In biliary tract cancer, first-line treatment is gemcitabine plus cisplatin chemotherapy along with immunotherapy, either durvalumab or pembrolizumab. The TOPAZ-1 trial yielded the first BTC-specific immunotherapy approval, supporting the combination of durvalumab with gemcitabine and cisplatin as the preferred first-line treatment for advanced or metastatic biliary tract cancers. Subsequently, the KEYNOTE-966 trial demonstrated similar positive results when administering the combination of pembrolizumab with gemcitabine and cisplatin.
On failure of first-line therapy in BTC, clinicians typically do not rebiopsy but use initial sequencing results to guide choice of targeted therapies. When employing targeted therapy for second-line treatment, clinicians often perform a solid or liquid biopsy to determine the reason for the failure. With targeted therapies, evolutionary pressure is placed on the cancer to develop resistance mechanisms. Liquid biopsy captures tumor heterogeneity across sites and avoids sampling bias of single lesions, making it more practical and often more informative for resistance mechanisms.
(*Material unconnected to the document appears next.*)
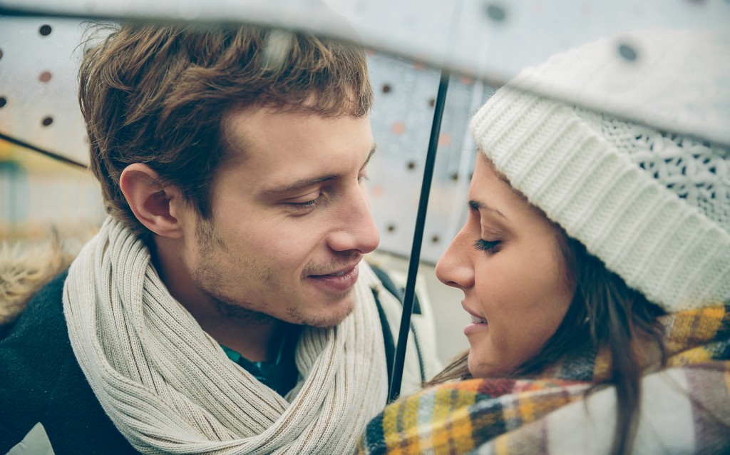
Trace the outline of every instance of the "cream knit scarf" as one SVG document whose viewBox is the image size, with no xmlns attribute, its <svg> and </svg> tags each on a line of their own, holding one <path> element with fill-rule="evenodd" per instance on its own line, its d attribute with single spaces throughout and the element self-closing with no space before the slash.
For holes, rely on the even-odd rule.
<svg viewBox="0 0 730 455">
<path fill-rule="evenodd" d="M 387 397 L 374 279 L 361 263 L 353 313 L 302 330 L 299 382 L 287 399 L 228 359 L 119 221 L 107 219 L 72 264 L 64 311 L 89 384 L 137 450 L 345 454 Z"/>
</svg>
ImmunityBio recently announced the ResQ215B Phase 2 trial, testing a chemotherapy-free, lymphodepletion-free CD19-targeted NK-cell, ANKTIVA, and rituximab regimen in indolent B-cell non-Hodgkin lymphoma. This combination of off-the-shelf cellular therapy with an IL-15 superagonist highlights attempts to differentiate immuno-oncology treatments from conventional CAR-T approaches and checkpoint inhibitor regimens. The ResQ215B Phase 2 launch extends ANKTIVA into a chemotherapy-free, outpatient setting and reinforces the push to position IL-15 biology and off-the-shelf NK cells as an alternative to traditional CAR-T.